#evaluation #multi-metric #llm
BIG-bench (Beyond the Imitation Game Benchmark) is a comprehensive evaluation framework designed to assess the capabilities and limitations of language models across a wide range of tasks. It currently includes 204 tasks focusing on diverse topics such as linguistics, childhood development, math, common-sense reasoning, biology, physics, social bias, and software development.
A human expert rater team also performs all tasks to provide a strong baseline for comparison.
The benchmark has revealed that model performance and calibration improve with scale, but remain poor in absolute terms when compared to rater performance.
The benchmark also explores the impact of model size on performance and social bias, and how it can be improved through better prompting.
BIG-bench Lite (BBL) is a small subset of 24 diverse JSON tasks from BIG-bench.
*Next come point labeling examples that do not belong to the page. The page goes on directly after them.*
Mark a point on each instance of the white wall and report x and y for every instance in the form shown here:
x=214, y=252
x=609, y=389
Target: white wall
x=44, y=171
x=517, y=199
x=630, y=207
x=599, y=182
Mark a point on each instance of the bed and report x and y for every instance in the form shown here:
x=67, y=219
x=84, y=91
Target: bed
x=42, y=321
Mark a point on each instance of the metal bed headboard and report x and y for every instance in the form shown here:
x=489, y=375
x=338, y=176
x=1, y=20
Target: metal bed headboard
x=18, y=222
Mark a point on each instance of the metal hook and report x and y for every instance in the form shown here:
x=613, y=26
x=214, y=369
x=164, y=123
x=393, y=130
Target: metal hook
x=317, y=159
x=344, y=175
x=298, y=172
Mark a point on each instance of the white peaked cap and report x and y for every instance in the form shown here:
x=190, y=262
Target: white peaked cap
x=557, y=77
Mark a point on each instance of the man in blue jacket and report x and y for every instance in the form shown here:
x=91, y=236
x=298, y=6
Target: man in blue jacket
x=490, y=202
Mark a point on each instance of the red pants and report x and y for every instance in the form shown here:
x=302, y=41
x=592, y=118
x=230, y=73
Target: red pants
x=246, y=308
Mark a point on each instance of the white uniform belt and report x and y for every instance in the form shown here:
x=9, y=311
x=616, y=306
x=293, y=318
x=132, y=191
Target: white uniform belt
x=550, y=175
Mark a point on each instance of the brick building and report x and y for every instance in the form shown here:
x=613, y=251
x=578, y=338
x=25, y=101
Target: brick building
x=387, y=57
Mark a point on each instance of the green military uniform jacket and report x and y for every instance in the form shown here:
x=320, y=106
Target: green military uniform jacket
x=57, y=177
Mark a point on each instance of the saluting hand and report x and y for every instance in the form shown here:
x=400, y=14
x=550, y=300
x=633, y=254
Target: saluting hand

It is designed to provide a canonical measure of model performance while being far cheaper to evaluate than the full set of tasks in BIG-bench.
BIG-bench Hard (BBH) is a small subset of 23 challenging BIG-bench tasks. These tasks are ones in which prior language model evaluations did not outperform the average human-rater.
Since many tasks in BBH require multi-step reasoning, using few-shot prompting without CoT, as done in the BIG-Bench evaluations substantially underestimates the best performance and capabilities of language models. But applying chain-of-thought (CoT) prompting, PaLM surpassed the average human-rater performance on 10 of the 23 tasks, and Codex on 17 of the 23 tasks.